The average restaurant spends between 25-35% of their annual operating expenses on inventory.
Observing kitchen staff is crucial to keeping food costs under control. Along with ensuring cooks are being properly trained on prepping and portion control, managers should occasionally observe employees tasked with checking in orders.
Make sure employees are properly inspecting food items, especially produce, for any signs that the food isn't as fresh as it should be. Make sure employees know the procedure for returning any food items that don't meet restaurant standards and reinforce the fact that they have the authority to refuse a bad order.
While keeping food costs down, managers who observe this best practice are also protecting their customers from possible food-borne illnesses and protecting the business from potentially devastating lawsuits and bad press.
Review Inventory Procedures
Another way to identify food cost issues is by observing current inventory procedures. Inventory is arguably one of the most mundane and time-consuming procedures in any restaurant. Whether overhauling daily or annual inventory procedures, consider rotating the responsibility and dividing the task up amongst as many people as possible.
Not only do many hands make light work, but numbers are more likely to be accurate when an employee only needs to count a small area. Rotating the task ensures that the same employee doesn't continually miscount items or even intentionally fudge figures. An automated inventory control app can make this task even more manageable and can streamline the ordering process as well.
Perform a 'Check Audit'
While rushing through a crowded dining room, take a moment to discreetly observe food servers as they interact with guests. Are they following the restaurant's policies and procedures? Are they up-selling specific items? At the POS, is the food server properly ringing items up?

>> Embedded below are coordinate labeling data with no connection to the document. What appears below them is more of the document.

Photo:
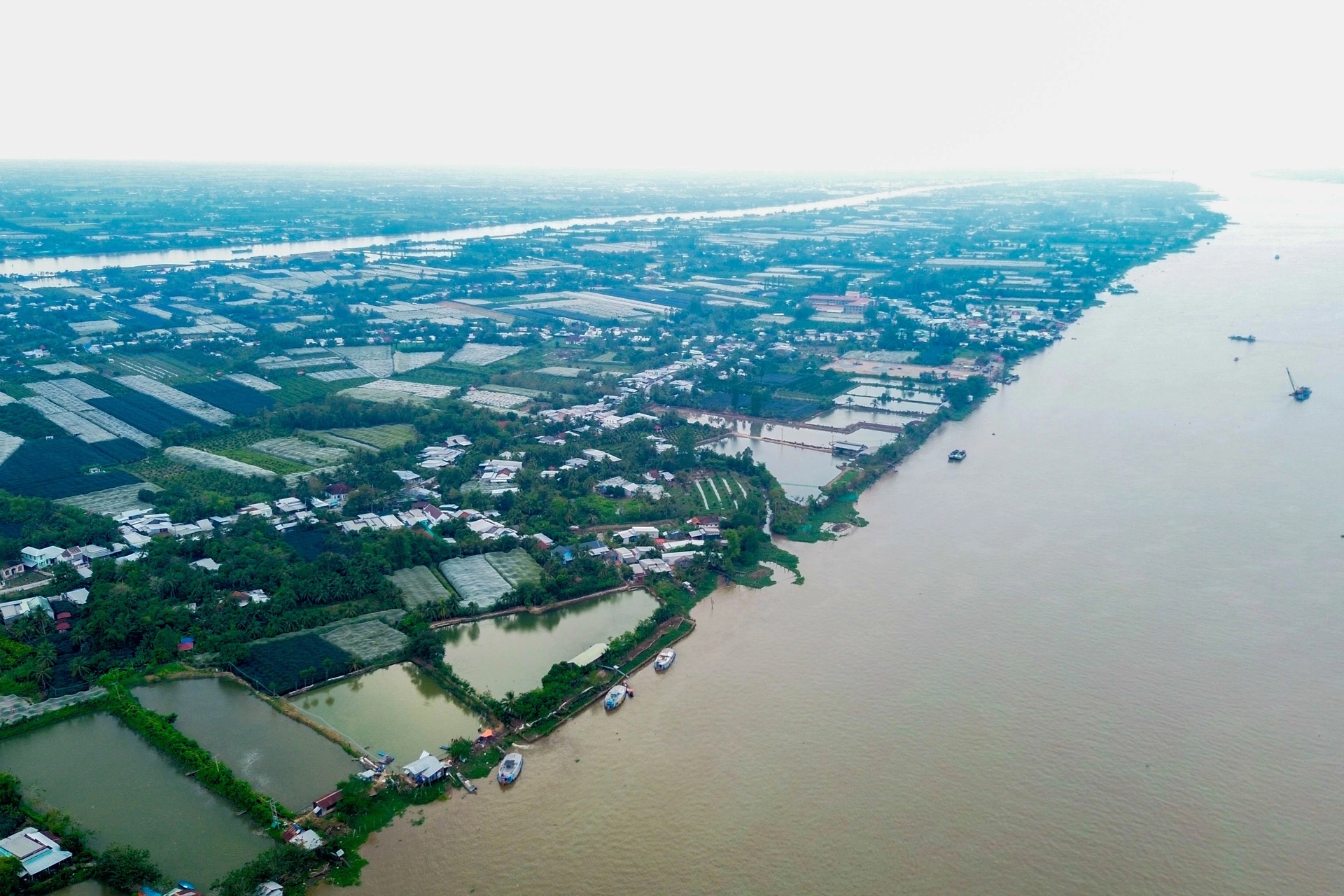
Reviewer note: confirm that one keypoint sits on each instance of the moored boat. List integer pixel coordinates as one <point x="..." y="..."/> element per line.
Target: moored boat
<point x="511" y="767"/>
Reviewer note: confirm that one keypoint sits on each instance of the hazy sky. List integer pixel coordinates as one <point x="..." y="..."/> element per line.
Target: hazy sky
<point x="820" y="85"/>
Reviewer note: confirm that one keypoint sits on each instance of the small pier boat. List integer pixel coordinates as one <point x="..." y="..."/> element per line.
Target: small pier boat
<point x="511" y="767"/>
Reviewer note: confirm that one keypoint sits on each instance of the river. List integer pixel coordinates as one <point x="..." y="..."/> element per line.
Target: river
<point x="67" y="264"/>
<point x="1101" y="656"/>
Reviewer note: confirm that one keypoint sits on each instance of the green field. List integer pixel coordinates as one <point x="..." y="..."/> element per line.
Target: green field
<point x="420" y="586"/>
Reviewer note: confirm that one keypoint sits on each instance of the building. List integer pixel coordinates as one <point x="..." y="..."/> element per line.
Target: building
<point x="35" y="850"/>
<point x="326" y="804"/>
<point x="425" y="770"/>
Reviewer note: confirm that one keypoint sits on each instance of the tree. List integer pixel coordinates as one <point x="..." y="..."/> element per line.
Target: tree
<point x="11" y="880"/>
<point x="125" y="868"/>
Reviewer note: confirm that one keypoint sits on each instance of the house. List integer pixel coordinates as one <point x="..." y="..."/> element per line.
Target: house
<point x="35" y="850"/>
<point x="41" y="558"/>
<point x="425" y="770"/>
<point x="324" y="805"/>
<point x="11" y="610"/>
<point x="296" y="836"/>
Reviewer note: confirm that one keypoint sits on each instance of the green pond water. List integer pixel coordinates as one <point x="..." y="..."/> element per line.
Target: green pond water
<point x="118" y="786"/>
<point x="512" y="653"/>
<point x="397" y="710"/>
<point x="274" y="754"/>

Take a moment to do a "check audit". Does the check about to be presented to the guest accurately reflect the items ordered? In the kitchen or at the bar, does the food server verbally ask for specialty items from other employees?
Overall, managers want to make sure that a food server is following through with his or her training and using the proper tools for whatever task they are performing. Watch for common mistakes, such as over-using garnishes, over-pouring wines-by-the-glass, being wasteful of office supplies, or over-using complimentary items like bread and butter.

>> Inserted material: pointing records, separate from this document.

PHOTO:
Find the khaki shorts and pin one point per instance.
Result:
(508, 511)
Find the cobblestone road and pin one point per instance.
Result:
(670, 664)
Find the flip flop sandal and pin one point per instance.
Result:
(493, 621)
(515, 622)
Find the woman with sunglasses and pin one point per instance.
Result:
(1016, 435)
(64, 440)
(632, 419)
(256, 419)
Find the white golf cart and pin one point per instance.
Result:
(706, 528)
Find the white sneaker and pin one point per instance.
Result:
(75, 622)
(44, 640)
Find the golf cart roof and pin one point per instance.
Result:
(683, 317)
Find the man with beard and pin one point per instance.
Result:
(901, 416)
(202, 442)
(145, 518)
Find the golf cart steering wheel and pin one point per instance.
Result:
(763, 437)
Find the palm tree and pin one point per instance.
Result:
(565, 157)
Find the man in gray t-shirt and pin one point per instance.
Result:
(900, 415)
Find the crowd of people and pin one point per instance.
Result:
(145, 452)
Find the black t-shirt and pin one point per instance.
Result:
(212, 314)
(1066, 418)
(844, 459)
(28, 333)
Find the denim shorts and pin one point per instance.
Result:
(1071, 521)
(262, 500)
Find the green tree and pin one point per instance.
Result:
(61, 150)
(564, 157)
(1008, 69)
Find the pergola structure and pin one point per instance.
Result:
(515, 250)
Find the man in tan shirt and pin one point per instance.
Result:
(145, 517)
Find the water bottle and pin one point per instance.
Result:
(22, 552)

Even the practice of automatically delivering water to a table may need to be reevaluated. Many restaurants have stopped this practice, as it wastes not only the water in the glass but the manpower and energy used to wash hundreds of glasses per night that have never been used. Consider offering bottled sparkling or still water to guests as an alternative to the automatically delivered tap water.
Consider Staffing Levels
While adjusting staffing levels is a difficult task, often requiring managers of new restaurants to take wild guesses at business needs; making the effort to observe employee stress levels during busy periods – and adjusting staffing levels accordingly - is critical. This not only lets employees know that you care about the quality of their work environment; it also makes it easier for those employees to service guests in a timely and friendly manner.
Pay close attention to times when employees seem too busy to interact with guests in a relaxed and friendly way, even unable to engage in short conversations. Watch for employees to stop making eye-contact with guests. This is a sure sign that they are stressed and not able to perform at expected levels.
Effectively adjusting the staffing levels to better suit the needs of the business will save the restaurant money by retaining valued employees and will ultimately increase revenue by ensuring guest satisfaction and increasing the likelihood of repeat business.
Observing and monitoring employee work habits shouldn't be the responsibility of the restaurant manager alone. Supervisors and key employees play an important role in observing and reporting findings to the restaurant manager. T
Training should be provided, as well as a list of possible areas of cost inefficiency. A discreet way to report findings should be established. Communication amongst members of management is key to the success of any effort to control operational costs.
Employees are the backbone of any restaurant. Taking the time to observe them or talk to them about any discrepancies they notice between established policy and actual procedures being followed can result in numerous benefits to the business. It's often been said, "The devil is in the details." For restaurant managers, those details often include significant savings and a healthier bottom line.